LLM Reasoning and Architecture Reinforcement Learning for LLMs

Why do reasoning models abandon promising solution paths?

Explores whether reasoning models fail because they think insufficiently or because they structurally misorganize their thinking. Challenges the assumption that longer reasoning traces automatically improve performance.

Note · 2026-02-22 · sourced from Reasoning o1 o3 Search

The dominant narrative about reasoning models: they think step by step, explore the solution space, and arrive at answers through deliberation. The reality: they wander.

The formalization. Systematic exploration requires three properties: validity (following legal transitions), effectiveness (reaching goals), and necessity (no wasted states). Current reasoning LLMs fail all three. A model performing DFS on a binary tree of depth d with branch-omission probability pw sees success drop exponentially: problems that look tractable at depth 5 become impossible at depth 15.

The complementary failure. Separately, o1-like models exhibit "underthinking" — not too little total reasoning, but too little depth per reasoning thread. The model starts down a promising path, encounters difficulty, switches to another approach, encounters difficulty there, switches again. The result is a long trace (many tokens) with shallow exploration (insufficient depth on any single path).

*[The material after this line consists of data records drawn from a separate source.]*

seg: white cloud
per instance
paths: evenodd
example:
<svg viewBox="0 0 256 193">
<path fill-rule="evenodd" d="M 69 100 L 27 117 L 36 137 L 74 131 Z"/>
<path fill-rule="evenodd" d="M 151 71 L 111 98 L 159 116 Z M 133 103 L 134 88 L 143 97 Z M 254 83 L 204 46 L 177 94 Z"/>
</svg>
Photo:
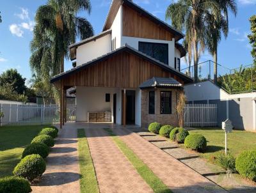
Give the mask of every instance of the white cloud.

Why both matter together. Wandering and underthinking are not the same failure mode, but they reinforce each other. A model that switches approaches prematurely (underthinking) generates more abandoned branches to wander between (wandering). More compute doesn't fix either — a wandering model given more tokens wanders more extensively, and an underthinking model given more tokens switches more frequently.

The practical fix is surprising. TIP (Thought-switching Penalty) is a pure decoding strategy that penalizes tokens signaling thought transitions. It improves accuracy without fine-tuning — just by encouraging the model to stay on its current path longer. The implication: the model often had a viable path and abandoned it prematurely. The answer was reachable from the original approach.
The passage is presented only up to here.